The novel concerns a small band of Russian intellectuals, atheists, socialists, anarchists, and various other rabble who are distributing subversive leaflets in an attempt to incite the proletariat to revolt against the government. They are a motley group, destined to fail because they lack general competence, organizational skills, a clear agenda, definite plans, and even uniform ideas. The only thing they have in common is that they don't like the way things currently are in Russia and intend to change them, violently if necessary.

Among this group we meet Nicholas Stavrogin, an obnoxious, insensitive young man who is only looking out for himself and is not above having affairs with his friends' wives. The group's prime mover and instigator is Peter Verkhovensky, whose father Stepan had been Nicholas's tutor and is still living platonically with Nicholas's widowed mother, one of the wealthier citizens of the town in which the novel takes place. The group's rank-and-file who figure most prominently into the plot include the suicidal Kirilov, a former member (and potential informer) named Shatov who just wants to put it all behind him, a useless drunkard named Lebyatkin who acts as the group's stooge, and an escaped convict named Fedka who becomes the group's henchman.

That many of these people are dead by the end of the novel is not as surprising as how they get that way. The plot is built around intrigues, disloyalties, and the type of drawing-room confessions and revelations that characterize the best mysteries. It's not difficult to guess that there is a juicy secret about Lebyatkin's crippled, mentally disturbed sister Mary, or that the elegant fete arranged by Julia Lembke, the Governor's wife, will culminate in a spectacular, outrageous, and perhaps deadly climax; Dostoevsky likes sensationalism and never misses a chance to use human frailty and folly as hosts upon which the morally hollow feed like parasites.

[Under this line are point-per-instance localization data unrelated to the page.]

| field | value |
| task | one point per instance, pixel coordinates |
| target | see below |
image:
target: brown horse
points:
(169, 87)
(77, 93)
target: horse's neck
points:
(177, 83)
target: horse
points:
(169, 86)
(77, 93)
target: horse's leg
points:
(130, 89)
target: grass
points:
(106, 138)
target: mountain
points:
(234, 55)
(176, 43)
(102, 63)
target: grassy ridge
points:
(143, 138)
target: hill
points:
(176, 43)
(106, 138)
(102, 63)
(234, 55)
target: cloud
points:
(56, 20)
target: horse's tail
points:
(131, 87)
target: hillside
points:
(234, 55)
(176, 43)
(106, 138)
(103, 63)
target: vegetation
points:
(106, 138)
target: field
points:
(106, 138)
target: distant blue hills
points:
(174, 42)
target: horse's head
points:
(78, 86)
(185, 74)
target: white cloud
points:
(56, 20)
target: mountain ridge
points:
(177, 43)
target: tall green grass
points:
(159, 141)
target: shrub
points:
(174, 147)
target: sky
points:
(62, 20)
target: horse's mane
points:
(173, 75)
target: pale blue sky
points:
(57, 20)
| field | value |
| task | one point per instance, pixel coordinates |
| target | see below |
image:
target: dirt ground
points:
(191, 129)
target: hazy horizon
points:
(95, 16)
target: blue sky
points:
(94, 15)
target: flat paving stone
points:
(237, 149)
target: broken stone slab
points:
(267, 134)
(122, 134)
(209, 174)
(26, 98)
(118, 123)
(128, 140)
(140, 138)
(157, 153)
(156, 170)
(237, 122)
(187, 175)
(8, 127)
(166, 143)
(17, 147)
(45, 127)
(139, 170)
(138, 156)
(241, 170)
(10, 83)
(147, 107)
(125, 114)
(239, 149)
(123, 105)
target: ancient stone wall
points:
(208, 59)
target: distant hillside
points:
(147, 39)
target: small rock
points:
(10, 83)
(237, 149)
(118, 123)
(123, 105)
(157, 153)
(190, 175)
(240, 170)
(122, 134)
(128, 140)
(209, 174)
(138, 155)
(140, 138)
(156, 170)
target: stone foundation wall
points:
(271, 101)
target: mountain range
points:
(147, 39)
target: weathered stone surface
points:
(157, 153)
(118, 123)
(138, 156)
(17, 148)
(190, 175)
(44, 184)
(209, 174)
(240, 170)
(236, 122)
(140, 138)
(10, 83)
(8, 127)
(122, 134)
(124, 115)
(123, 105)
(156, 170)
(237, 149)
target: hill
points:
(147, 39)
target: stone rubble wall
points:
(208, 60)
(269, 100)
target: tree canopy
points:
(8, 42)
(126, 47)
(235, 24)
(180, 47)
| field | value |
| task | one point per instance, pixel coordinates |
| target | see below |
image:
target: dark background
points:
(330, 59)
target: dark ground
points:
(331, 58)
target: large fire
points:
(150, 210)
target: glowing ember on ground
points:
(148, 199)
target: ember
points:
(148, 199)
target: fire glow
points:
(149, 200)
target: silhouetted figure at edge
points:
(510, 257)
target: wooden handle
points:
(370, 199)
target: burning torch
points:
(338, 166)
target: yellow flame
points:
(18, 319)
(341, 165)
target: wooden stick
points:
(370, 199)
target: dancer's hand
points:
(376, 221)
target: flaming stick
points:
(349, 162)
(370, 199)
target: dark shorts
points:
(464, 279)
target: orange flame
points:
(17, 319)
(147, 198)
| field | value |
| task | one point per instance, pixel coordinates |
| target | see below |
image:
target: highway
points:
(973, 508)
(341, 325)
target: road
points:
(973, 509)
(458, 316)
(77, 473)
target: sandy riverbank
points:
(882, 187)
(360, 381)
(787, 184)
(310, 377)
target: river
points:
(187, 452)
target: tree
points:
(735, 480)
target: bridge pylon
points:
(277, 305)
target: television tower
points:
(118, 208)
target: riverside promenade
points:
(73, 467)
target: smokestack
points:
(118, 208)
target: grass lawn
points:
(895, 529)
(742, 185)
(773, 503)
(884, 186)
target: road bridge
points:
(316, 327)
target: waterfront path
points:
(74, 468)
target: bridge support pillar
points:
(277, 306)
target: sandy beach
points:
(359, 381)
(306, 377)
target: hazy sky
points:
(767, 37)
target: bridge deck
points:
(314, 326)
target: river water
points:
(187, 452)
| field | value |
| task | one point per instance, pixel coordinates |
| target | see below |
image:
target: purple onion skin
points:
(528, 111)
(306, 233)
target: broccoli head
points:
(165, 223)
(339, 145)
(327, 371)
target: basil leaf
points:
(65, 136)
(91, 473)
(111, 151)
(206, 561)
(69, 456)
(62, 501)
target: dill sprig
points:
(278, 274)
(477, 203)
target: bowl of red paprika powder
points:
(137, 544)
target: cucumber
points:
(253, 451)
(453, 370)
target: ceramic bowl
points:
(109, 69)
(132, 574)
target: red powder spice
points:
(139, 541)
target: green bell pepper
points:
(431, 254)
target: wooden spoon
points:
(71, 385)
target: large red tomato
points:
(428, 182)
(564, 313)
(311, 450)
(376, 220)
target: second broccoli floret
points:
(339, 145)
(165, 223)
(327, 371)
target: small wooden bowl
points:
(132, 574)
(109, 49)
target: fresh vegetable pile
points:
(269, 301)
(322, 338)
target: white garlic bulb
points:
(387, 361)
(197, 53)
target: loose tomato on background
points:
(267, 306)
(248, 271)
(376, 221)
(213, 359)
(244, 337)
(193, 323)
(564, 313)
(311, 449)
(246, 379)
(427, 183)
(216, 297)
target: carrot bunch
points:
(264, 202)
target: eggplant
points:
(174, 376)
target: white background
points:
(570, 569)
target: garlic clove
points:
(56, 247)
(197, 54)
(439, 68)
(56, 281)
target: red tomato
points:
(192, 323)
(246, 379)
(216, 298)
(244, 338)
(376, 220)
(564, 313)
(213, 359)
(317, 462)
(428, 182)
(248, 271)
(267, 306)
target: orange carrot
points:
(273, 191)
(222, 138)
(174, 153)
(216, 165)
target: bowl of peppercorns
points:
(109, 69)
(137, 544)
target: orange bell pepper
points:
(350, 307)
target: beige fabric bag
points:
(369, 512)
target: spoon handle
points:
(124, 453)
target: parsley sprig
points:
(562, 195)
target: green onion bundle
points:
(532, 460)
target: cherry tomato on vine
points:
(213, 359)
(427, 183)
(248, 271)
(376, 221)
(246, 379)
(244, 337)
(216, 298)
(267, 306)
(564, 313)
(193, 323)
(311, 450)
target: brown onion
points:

Dostoevsky's description of these men as "devils" is a biblical allusion to the book of Luke, translating Christ's power to drive the devils out of a possessed man into a herd of swine to the cleansing of Russia of its nefarious political elements. It would appear that "The Devils" is Dostoevsky's effort to demonize the soulless, devilish radicals who have no moral underpinnings and who would replace everything he considers good about Russia (namely, the Eastern Orthodox Church) with Western ideas. There is an obvious parallel to the Bolshevik Revolution of nearly half a century later, which shows that such Socialist sentiment had been bubbling under the Russian mainstream for many years prior to its twentieth century emergence. In that sense, this is a prescient novel of historical and political interest.